Their methods are perfectly encapsulated in older songs like 'Summer Still On', and distilled further in newbies such as 'Opaline'. Hooks kick in, go off in a different directions, seemingly get lost on a tangent before bringing you back to the original familiar hook again. This is clever stuff, at times perhaps a little toooo clever, and occasionally their songs can be a little overlong and try and fit too many ideas in. Then again, it's not often you can criticise a band for trying to fit too many good ideas into their tunes.

There are also times when you wish they'd, if excuse my Irish, grab you by the b*lls a bit more. With songs this good there's no need for the in-between song banter to be so self-deprecating. Just for once it would be great to see them strut onstage and declare "We are the seven-headed beast that is Mongoose, and we are here to fiddle you pink, djembe beat you stupid and urinate on you with our chiming mandolin lines". Or something like that.
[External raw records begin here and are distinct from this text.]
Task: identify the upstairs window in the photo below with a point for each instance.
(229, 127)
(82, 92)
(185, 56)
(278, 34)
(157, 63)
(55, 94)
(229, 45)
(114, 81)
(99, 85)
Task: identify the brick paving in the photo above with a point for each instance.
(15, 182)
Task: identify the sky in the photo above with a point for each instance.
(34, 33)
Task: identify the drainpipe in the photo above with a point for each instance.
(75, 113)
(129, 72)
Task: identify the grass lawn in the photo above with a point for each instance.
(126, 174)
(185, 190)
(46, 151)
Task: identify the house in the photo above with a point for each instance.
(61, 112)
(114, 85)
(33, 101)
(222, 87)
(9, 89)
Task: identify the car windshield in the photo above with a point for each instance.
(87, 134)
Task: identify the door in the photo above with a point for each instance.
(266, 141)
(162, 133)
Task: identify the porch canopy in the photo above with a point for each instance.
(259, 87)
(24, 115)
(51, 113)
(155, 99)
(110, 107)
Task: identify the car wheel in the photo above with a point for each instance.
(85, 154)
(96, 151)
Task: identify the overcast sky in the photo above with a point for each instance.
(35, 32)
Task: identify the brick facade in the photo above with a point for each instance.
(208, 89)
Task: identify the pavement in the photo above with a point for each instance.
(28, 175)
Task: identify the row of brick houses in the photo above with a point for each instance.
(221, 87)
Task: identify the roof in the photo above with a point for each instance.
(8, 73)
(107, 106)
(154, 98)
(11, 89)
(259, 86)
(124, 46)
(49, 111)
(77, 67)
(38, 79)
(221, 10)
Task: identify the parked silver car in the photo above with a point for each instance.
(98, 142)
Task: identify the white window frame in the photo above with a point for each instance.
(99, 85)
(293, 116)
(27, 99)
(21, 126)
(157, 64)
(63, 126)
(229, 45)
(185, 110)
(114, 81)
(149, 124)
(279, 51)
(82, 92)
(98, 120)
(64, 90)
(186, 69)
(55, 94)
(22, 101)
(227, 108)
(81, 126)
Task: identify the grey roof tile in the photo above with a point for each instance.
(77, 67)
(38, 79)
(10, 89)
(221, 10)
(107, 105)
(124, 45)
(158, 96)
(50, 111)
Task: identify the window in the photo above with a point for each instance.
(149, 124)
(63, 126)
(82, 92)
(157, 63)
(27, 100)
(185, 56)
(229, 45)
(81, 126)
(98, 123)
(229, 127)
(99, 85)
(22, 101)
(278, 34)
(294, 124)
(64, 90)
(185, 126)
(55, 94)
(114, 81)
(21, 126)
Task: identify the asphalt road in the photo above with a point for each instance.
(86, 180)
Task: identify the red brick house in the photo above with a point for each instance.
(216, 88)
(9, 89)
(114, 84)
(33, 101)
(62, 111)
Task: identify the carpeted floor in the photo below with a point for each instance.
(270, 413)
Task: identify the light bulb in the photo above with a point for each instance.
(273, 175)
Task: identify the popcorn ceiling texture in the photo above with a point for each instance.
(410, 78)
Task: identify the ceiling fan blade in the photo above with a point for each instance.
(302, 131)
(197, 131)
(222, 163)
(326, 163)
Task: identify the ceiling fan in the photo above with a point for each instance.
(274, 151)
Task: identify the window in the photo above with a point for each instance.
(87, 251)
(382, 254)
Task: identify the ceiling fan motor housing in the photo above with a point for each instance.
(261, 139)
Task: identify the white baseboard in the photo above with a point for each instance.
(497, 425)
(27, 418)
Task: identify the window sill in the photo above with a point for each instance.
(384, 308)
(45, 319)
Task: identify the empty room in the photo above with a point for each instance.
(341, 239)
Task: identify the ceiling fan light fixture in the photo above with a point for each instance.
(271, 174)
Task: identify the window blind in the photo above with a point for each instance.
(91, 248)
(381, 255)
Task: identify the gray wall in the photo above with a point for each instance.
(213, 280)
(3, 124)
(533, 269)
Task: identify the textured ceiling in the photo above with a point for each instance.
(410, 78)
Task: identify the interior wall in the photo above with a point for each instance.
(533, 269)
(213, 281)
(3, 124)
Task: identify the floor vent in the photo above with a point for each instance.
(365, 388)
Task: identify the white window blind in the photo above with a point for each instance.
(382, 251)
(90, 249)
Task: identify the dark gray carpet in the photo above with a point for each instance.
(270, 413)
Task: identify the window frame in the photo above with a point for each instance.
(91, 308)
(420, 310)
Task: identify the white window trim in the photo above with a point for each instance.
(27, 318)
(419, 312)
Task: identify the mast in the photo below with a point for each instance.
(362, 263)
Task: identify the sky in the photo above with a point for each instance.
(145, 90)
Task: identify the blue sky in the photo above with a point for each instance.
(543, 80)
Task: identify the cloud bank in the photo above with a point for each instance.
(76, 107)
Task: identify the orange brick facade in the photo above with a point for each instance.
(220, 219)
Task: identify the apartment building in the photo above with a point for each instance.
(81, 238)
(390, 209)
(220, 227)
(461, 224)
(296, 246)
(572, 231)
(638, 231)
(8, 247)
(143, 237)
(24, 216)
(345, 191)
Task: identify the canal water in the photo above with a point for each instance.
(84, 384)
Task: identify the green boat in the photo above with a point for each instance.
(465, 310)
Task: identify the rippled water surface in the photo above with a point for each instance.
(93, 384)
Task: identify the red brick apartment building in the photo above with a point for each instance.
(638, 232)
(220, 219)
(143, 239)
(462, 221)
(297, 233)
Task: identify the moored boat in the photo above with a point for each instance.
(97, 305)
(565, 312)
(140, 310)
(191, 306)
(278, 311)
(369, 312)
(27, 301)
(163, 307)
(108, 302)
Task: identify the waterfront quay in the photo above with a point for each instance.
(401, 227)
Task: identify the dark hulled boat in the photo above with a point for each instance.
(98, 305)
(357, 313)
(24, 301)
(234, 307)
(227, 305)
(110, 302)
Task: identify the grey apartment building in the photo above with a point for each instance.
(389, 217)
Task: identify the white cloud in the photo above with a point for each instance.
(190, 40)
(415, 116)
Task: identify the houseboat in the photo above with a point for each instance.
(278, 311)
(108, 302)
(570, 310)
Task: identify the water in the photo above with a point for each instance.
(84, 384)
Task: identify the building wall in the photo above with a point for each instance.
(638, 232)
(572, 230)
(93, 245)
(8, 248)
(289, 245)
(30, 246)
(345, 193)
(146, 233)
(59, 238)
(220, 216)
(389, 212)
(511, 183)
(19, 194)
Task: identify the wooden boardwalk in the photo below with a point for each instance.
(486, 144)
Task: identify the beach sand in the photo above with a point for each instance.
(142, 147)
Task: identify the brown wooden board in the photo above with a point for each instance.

Juno Falls have no problems with confidence, which could have something to with having recorded one of the best Irish singles of the year in the shape of 'This Song is Your Own', while follow up 'Kiss Me' is already getting played on national daytime radio. Tonight the former song in particular is delivered with an extra wallop of live energy, pounding drums adding extra momentum to its already cool swagger.

The band's vocals and melody lines often call to mind Turin Brakes, plenty of breathy loveliness backed up with twelve string acoustic guitar and complemented by a Fender Rhodes keyboard that, and sorry for sounding like an anorak here, comes with rotating speakers and looks sh*t-hot cool. Some of their songs have a vibe that call to mind the kind of affable American rock sound played by the likes of Goo Goo Dolls, or indeed Travis when they still used to be considered cool, while the singer is also prone to the odd Jeff Buckleyism (but shure then, who isn't these days?). Elsewhere, their more inventive moments at times remind you of Gomez (and that's enough references for one paragraph).

Again, to paraphrase Tenacious D, they rock you gently and - er - ball you discreetly rather than pummel you into submission. "Every now and again we do like to rock out", the stool-perched singer confides at one point. Well then do more of it, I say!